Era vodka. Botellas de todos los tamaños, colores y formas repletas de vodka. “¿Lo han visto, sí, de qué estamos hablando? ¡Vodka! ¿Lo ven? Todo en esta vida se reduce al vodka. La solución siempre está en el vodka. Pueden encontrarlo en recipientes grandes como este, aunque les diré que en la ciudad donde nací se manejan barriles de más de treinta y cinco galones. Los envases de estas dimensiones son para los días verdaderamente fríos. Sería más recomendable la calefacción, pero el vodka resulta más barato. Son las preferidas de los vagabundos y cuando por Navidades a la gente se le ablanda el corazón suele comprar una de estas para regalárselas al mendigo de su calle. También tenemos botellas de un cuarto como esta azul de aquí. Son las botellas diplomáticas. Cuando lo invitan a cenar a casa de alguien, cuando se examina y quiere agasajar a su tribunal, cuando conoce a los padres de su novia. Estas de aquí son las de una pinta. Se ven en los bares. Son las reinas del alterne y podrían escribir relatos extravagantes que narrasen todo lo que han visto. A veces los novios las beben en los parques mientras cortejan.
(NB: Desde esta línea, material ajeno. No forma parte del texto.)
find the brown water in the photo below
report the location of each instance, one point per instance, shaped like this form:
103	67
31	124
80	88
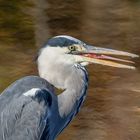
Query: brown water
112	108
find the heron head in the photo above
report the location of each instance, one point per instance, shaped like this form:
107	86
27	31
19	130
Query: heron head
57	59
71	50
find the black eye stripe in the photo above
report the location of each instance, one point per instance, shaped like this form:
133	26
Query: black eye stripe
72	48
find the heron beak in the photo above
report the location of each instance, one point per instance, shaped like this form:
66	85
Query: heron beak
104	56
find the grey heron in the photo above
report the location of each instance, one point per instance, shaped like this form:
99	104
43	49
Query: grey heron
29	108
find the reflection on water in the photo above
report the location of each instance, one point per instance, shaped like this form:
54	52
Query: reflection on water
112	108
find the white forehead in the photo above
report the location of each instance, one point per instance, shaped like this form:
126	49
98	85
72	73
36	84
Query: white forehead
68	37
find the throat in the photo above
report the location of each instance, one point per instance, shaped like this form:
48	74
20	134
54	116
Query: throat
72	98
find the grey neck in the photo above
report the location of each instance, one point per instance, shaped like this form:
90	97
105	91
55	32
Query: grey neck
70	100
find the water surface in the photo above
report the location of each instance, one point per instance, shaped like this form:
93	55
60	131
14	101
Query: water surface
112	108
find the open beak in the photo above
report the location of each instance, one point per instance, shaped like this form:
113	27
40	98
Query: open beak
104	56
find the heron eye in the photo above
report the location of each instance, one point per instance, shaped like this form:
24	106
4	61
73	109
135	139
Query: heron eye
72	48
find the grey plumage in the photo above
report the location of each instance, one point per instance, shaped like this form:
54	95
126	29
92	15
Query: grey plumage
30	109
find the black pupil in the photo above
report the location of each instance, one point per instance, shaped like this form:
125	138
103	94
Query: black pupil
72	48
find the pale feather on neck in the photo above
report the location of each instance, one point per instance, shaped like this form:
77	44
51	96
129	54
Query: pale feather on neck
75	85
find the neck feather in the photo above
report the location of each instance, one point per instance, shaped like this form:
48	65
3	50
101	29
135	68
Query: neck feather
71	99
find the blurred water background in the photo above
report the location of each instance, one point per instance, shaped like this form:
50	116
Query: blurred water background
112	108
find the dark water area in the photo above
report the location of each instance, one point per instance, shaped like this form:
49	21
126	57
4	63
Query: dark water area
112	108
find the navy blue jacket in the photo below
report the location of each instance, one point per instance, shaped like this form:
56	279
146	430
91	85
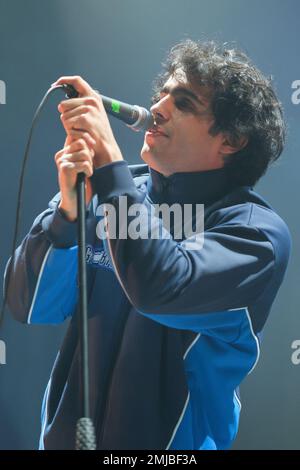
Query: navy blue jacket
172	331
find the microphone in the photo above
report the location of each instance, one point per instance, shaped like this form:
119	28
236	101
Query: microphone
136	117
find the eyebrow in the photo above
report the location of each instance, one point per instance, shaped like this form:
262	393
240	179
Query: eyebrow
182	91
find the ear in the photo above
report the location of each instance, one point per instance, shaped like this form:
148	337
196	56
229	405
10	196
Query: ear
231	145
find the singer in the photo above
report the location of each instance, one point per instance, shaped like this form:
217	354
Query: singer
173	331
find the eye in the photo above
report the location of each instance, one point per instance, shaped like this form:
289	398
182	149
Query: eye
155	98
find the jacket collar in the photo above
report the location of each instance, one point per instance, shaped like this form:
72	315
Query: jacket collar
205	187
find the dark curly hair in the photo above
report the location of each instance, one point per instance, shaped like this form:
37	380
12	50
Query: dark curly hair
242	101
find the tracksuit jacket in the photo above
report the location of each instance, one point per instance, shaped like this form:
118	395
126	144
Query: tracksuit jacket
172	331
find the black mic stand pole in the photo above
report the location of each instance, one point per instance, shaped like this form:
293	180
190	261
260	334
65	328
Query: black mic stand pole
85	434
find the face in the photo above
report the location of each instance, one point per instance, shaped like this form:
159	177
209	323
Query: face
180	139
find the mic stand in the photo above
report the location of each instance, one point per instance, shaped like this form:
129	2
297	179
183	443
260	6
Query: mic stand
85	433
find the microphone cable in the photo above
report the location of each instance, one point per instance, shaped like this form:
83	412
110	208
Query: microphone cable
69	94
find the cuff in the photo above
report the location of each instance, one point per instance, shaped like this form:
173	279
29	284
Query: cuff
60	232
112	180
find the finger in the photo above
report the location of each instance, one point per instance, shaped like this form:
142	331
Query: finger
78	83
80	156
68	168
77	134
76	145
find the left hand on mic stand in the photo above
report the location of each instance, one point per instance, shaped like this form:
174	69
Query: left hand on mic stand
85	117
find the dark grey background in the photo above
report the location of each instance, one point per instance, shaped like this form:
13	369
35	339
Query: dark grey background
117	45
Las llaman también las botellas del amor. Finalmente tienen estas de onza. Son para consumo rápido y personal. Se esconden con facilidad y puedes meterlas en cualquier sitio. Uno nunca sabe cuándo va a necesitar un trago. Entiendo por sus rostros que esto del vodka les puede resultar forzado. Estamos en Inglaterra, es cierto, así que pueden pensar en el whisky. Cada país tiene la solución en alguna bebida. Los franceses en el coñac, los españoles en el vino, los cubanos en el ron, los japoneses en el sake. Distintas bebidas, un mismo fin: solucionar”.
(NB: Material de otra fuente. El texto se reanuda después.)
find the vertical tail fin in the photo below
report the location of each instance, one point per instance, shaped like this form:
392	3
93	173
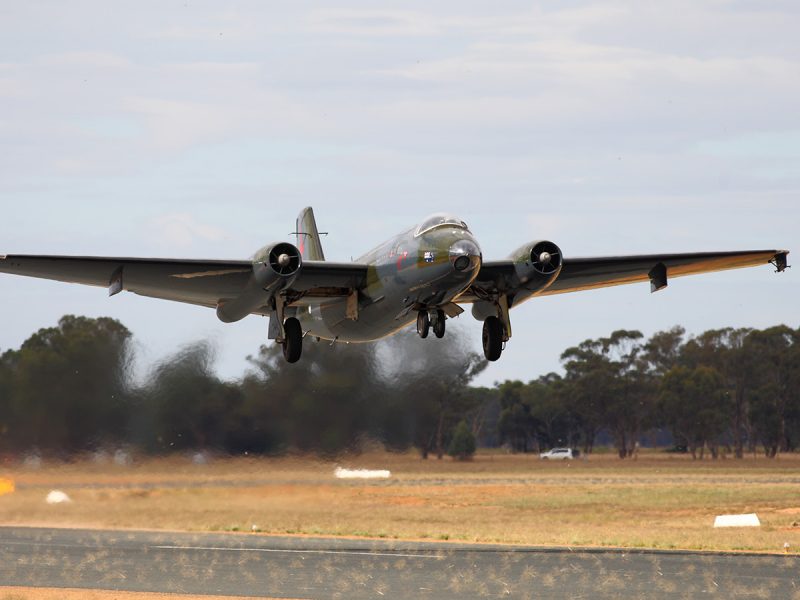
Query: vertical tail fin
308	241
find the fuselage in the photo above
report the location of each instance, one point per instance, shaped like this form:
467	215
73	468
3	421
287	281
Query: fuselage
427	266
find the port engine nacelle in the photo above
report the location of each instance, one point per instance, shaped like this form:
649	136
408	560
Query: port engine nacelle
537	264
275	267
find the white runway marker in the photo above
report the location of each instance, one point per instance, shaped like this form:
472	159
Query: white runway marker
750	520
341	473
295	551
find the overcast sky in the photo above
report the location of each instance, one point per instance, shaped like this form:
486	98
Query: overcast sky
200	129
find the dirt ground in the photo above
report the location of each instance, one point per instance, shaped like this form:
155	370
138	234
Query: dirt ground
658	501
23	593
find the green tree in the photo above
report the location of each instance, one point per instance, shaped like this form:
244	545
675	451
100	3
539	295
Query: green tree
775	395
694	404
516	425
185	405
70	383
724	350
462	444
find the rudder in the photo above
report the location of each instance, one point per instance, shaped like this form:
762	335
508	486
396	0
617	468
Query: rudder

A la mañana siguiente nos condujeron directamente al patio deportivo. No había ni rastro del señor Menchov. Collins no dio ninguna explicación al respecto. Simplemente nos vació un saco con pelotas pinchadas y nos pidió que no nos partiésemos la cabeza. El ujier pasaba cada hora para comprobar que todas las cabezas seguían en su sitio. Ninguno comentamos nada. A fin de cuentas aquel ruso esperpéntico solo había pasado una mañana con nosotros hablándonos de vodka.
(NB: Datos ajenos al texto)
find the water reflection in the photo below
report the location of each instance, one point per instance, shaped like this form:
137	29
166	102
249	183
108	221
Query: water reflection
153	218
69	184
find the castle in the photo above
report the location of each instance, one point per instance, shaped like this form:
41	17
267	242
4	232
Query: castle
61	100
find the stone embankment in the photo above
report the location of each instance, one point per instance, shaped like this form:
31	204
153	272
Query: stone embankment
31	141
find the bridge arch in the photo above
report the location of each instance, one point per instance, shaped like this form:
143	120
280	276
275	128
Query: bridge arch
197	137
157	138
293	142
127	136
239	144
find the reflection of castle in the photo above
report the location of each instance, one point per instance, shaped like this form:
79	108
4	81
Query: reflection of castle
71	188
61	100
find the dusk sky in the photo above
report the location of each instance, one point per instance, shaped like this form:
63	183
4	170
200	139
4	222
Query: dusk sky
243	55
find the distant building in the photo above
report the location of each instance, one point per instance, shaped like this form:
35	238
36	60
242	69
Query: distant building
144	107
Fue al cabo del mes cuando el señor Menchov regresó a nuestras vidas. Nos encontrábamos haciendo la limpieza general de las celdas cuando fortuitamente uno de nosotros descubrió que en el larguero metálico de nuestros catres había algo. Solíamos utilizar aquel larguero para esconder los escasos cigarrillos que aterrizaban en nuestras manos. La mayoría simples colillas arrojadas por alguno de los repartidores que ingresaban en la escuela los martes. Pero en esta ocasión, en todos y cada uno de nuestros largueros había alojada una botellita de vodka de las de onza. En el etiquetado ni rastro de marca ni de graduación alcohólica. Solo una frase: “Siempre hay solución”.